From iPads to Mrs. Piggle Wiggle
This week, third graders heard about a new project in our Library that will start next week. I have access to two iPads from our pilot iPad Program and I have set them up for students to use in the Library after they have checked out books and during silent reading time. I made two folders on the iPads, one for apps that they can use for short projects, and one for book apps. I also have downloaded some National Geographic non-fiction books that they will be able to access through the Kindle App. Needless to say, they are excited. Then we took a giant leap back in time and I introduced them to Mrs. Piggle Wiggle. A book of stories written in 1947. A year older than I am! (That was pretty shocking!) No color illustrations. They were skeptical…. But the magic of a book took over. I read “The Radish Cure” and they loved it! All the Mrs. Piggle Wiggle books were checked out after I finished the story. I know technology is their world. I know it is fascinating. I love it too. But a book….an old book…that can be just as exciting. It’s all about balance….
Also in the Library this week…
Kindergarteners loved Jon Klassen’s Caldecott honor book, This is Not My Hat. We had a great time noticing how sometimes the picture didn’t quite match the words.
First Grade–Using the Visible Thinking Routine called Fluttering Feelings, we chuckled our way through Those Darn Squirrels by Adam Rubin. Students carefully observed just the place in the story when Old Man Fookwire changes his mind about those darn squirrels and decides they aren’t so bad after all.
Second Grade–Seconds graders loved hearing and interacting with the book app What Does My Teddy Do All Day. This is a stellar example of a well designed book app. The story is read (by a charming little girl) and only when she finishes can you choose to try the interactive features. They are even highlighted which avoids the manic tapping all over the screen that I’ve noticed in other apps. Next week we will try out the companion book app What Does My Teddy Do All Night. These are apps well worth purchasing. Both by Auryn and available in the App Store.

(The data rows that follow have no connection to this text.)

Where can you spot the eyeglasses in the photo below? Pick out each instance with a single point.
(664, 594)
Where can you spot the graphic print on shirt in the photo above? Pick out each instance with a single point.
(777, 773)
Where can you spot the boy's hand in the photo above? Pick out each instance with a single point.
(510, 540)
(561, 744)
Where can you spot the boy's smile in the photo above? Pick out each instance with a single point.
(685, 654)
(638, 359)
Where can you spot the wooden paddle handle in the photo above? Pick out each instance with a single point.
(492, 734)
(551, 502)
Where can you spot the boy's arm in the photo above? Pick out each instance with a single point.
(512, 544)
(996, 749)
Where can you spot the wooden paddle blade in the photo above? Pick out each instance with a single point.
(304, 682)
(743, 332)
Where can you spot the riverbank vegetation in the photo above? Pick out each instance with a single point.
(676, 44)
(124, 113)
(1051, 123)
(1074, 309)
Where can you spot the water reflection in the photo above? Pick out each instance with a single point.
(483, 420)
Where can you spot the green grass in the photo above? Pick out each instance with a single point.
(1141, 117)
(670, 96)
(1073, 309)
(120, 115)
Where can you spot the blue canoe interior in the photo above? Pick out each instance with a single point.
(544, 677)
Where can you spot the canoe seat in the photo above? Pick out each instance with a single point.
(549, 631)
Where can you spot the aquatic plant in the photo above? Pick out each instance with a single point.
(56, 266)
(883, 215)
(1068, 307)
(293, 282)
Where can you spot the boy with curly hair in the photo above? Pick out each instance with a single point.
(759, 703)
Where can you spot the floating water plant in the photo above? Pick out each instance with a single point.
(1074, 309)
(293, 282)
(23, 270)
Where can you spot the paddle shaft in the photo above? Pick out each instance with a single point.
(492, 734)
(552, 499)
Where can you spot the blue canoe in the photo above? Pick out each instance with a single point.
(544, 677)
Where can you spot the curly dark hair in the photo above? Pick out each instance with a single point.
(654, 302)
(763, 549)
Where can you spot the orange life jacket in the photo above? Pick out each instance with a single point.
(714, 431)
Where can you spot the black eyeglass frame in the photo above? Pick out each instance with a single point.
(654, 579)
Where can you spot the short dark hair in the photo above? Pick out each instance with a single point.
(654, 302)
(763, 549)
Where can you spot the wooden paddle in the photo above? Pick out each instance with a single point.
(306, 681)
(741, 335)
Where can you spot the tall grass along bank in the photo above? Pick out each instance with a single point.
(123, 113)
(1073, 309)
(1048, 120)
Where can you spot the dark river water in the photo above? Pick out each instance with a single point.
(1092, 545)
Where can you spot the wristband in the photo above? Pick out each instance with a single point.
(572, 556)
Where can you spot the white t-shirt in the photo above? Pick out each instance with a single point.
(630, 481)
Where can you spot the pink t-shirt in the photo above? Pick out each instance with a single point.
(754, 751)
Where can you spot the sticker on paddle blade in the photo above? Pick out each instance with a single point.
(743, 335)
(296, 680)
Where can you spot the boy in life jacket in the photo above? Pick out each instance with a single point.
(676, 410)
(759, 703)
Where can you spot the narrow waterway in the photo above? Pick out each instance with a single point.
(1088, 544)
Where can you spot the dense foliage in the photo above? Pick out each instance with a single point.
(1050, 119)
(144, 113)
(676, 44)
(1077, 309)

Third Grade–See opening post.
Fourth Grade–This week fourth graders watched a BrainPop movie on Digital Etiquette and we took the quiz together. With all the devices in the hands of our students, discussing this important topic was very interesting to them. The main points they took away from the discussion were that online behavior and digital behavior should be one and the same, and that anything you post on line will ALWAYS be there and able to be found if necessary.
Fifth Grade–Fifth Graders used a great handout called “The Evaluating Machine” and together we evaluated a website. They rated the website for Authority, Accuracy, Currency, and Bias. Next week, using the same worksheet, they will go to our Skills Blog and evaluate two websites on their own. On a side note, I tried out our latest technology–eBeam–which turns our flat screen TV into an interactive space similar to a smart board. Amazing! I loved it. The students loved it.
Sixth Grade–One of my favorite Visible Thinking Routines is called 10 Minutes Before, 10 Minutes After, and Patricia Polacco’s evocative book about Word War II, The Butterfly, is a perfect one for the routine. I projected a slide from the story in which two girls are going downstairs in a house, and one of girls is lifting a trap door and stepping through it. Students spent a short time noticing all the details first and little by little they came to the conclusion that one of the girls was hiding from the Nazis. This routine is such a good way to get students to slow down and notice detail, and then use those details to support a hypothesis. That the story is based on the author’s aunt and her real experience made it all the more meaningful. A great read aloud for older students.